Local-Drive Watching and WebSockets
The companion keeps local directory state fresh through its own watcher and WebSocket path.
- the browser opens a companion WebSocket when local-drive behavior is active
- subscriptions are tracked per directory
- the companion shares watcher state when possible instead of creating wasteful duplicate watchers
- local directory changes propagate back into the same browser refresh model used by the file browser
This is why local drives can participate in the same dual-pane and refresh workflows as SMB connections without pretending the transport is the same.

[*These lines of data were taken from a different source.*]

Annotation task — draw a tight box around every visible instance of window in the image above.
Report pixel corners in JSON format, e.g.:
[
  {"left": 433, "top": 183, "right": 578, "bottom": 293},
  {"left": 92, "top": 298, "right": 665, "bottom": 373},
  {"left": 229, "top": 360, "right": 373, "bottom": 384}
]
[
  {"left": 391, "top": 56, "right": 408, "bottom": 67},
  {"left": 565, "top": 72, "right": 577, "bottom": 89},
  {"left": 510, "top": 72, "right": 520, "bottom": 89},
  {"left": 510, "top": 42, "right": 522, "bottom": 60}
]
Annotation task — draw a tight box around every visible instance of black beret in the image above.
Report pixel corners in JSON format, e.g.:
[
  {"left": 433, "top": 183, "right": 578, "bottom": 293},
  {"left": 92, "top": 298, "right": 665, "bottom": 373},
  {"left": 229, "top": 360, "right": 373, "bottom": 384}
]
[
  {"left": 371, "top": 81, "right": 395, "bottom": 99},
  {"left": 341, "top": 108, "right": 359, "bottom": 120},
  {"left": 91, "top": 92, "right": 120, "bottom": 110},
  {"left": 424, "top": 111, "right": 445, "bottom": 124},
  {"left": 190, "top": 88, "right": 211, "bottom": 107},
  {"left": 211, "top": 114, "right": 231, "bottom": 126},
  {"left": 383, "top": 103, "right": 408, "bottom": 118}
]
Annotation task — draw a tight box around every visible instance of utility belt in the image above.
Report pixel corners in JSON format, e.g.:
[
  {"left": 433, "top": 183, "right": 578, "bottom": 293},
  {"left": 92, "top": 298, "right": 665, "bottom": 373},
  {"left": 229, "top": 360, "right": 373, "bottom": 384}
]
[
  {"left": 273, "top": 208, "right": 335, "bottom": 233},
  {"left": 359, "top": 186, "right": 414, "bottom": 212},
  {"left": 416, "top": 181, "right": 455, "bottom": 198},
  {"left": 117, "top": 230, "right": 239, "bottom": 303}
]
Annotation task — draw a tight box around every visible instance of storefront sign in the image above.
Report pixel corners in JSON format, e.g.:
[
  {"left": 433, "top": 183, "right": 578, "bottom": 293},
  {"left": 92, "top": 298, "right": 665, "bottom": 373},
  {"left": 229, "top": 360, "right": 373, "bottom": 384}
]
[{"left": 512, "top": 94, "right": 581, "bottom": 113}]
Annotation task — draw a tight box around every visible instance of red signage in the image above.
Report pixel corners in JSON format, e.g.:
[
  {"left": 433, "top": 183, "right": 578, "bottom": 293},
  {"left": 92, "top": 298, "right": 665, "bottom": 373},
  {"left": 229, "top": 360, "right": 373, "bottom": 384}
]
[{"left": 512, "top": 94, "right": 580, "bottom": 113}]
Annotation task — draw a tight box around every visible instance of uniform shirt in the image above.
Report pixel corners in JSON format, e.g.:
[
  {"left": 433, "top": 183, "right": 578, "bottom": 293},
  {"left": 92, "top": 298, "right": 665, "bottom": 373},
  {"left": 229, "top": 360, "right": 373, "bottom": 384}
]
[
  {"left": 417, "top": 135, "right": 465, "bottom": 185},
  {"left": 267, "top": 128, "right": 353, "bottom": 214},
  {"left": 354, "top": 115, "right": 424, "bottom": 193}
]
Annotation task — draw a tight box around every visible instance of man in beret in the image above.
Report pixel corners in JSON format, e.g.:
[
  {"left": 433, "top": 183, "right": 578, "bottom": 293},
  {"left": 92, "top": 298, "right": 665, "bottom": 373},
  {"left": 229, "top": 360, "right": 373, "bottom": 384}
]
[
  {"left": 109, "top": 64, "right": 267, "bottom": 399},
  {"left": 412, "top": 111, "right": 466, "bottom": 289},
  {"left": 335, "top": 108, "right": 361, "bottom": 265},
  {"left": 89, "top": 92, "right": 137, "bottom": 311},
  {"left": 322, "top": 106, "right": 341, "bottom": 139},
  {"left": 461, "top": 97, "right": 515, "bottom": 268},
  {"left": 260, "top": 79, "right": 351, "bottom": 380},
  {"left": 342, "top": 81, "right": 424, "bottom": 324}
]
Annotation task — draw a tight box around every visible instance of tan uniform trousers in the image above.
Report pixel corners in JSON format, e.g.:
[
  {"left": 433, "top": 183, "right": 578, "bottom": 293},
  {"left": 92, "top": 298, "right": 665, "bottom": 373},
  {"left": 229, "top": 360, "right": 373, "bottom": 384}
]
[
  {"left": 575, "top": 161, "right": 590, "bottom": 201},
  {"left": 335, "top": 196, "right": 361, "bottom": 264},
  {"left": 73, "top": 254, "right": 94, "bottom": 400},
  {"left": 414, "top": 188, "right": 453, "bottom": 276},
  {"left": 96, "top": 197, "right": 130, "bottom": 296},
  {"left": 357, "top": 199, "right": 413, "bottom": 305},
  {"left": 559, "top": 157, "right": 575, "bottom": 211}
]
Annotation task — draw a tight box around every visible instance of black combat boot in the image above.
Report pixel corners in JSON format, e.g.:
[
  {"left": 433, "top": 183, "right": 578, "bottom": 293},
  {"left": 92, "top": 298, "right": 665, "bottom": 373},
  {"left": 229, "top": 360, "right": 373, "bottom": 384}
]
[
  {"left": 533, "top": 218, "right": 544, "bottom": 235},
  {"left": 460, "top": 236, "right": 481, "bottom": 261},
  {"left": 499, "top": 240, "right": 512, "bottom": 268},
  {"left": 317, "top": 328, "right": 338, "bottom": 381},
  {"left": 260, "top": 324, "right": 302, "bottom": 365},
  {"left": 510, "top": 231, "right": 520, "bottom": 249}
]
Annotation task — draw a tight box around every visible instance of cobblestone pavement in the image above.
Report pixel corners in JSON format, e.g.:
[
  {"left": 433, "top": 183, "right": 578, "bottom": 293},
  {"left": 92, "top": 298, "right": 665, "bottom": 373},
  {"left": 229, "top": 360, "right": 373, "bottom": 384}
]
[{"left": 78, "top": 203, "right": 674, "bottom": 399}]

SMB-Backed Native-App Save-Back Pipeline
For SMB-backed native-app editing, the companion is not the source of truth. It is the desktop-side coordinator for a backend-governed editing lifecycle.
- the browser launches a
sambee://deep link - the companion exchanges the URI token for an authenticated session
- it fetches metadata and downloads the file to a temp directory
- it acquires the backend edit lock
- it opens the file in the chosen native application
- a “Done Editing” window stays open while heartbeat and file-status checks continue in the background
- on explicit user confirmation, the companion uploads the file or discards it
- the backend lock is released and the temp file is recycled
Why Save-Back Uses Explicit Confirmation
The save-back model uses explicit user action rather than automatic filesystem watching.
That avoids a harder class of problems around:
- partial writes and atomic-save behavior
- repeated intermediate uploads
- uncertainty about when editing is truly finished
The hold-to-confirm interaction is therefore a product decision, not just a UI quirk.
Conflict and Recovery Behavior
The companion keeps operation state because desktop editing can outlive one clean process lifecycle.
- operation state is persisted alongside temp files for recovery
- server state is checked before overwrite-sensitive upload completes
- when server state changed during editing, the user must resolve the conflict rather than silently replacing the file
Critical Distinction Contributors Must Preserve
- local-drive workflows do not use backend SMB edit locks
- SMB-backed native-app editing does use backend lock, heartbeat, and upload semantics
- cross-backend transfers between SMB and local storage are their own browser-mediated flow, not a shortcut through the deep-link edit lifecycle
- localhost API pairing and HMAC auth are part of the product contract, not replaceable convenience layers
If you blur these paths, you usually break either security assumptions or data-integrity guarantees.
Where the Main Logic Lives
| Path | Responsibility |
|---|---|
companion/src-tauri/src/server/ | localhost API, drive enumeration, auth, pairing, and watcher behavior |
companion/src-tauri/src/commands/open_file.rs | download and native-app open lifecycle |
companion/src-tauri/src/commands/upload.rs | upload, lock, and heartbeat support |
companion/src-tauri/src/sync/operations.rs | operation state and recovery tracking |
frontend/src/services/backendRouter.ts | routes browser requests to backend or companion based on connection type |
Design Constraints and Deliberate Tradeoffs
Some local-drive behavior is intentionally scoped rather than incomplete by accident.
- local direct-open avoids the SMB save-back lifecycle on purpose
- raw local files are served directly instead of bundling server-style image conversion into the companion path
- drive scope follows what the current desktop user can already access rather than inventing a separate path-allowlist model by default
- cross-backend file movement is a separate browser-mediated path because SMB and local-drive backends do not share one native transfer primitive
Validation Expectations
When this pipeline changes, usually run:
cd companion && npx tsc --noEmit
cd companion && npm run lint
cd companion/src-tauri && cargo test
cd frontend && npm test
cd frontend && npx tsc --noEmit
cd backend && pytest -v
The backend checks matter whenever the change touches SMB-backed save-back, lock, heartbeat, or upload behavior.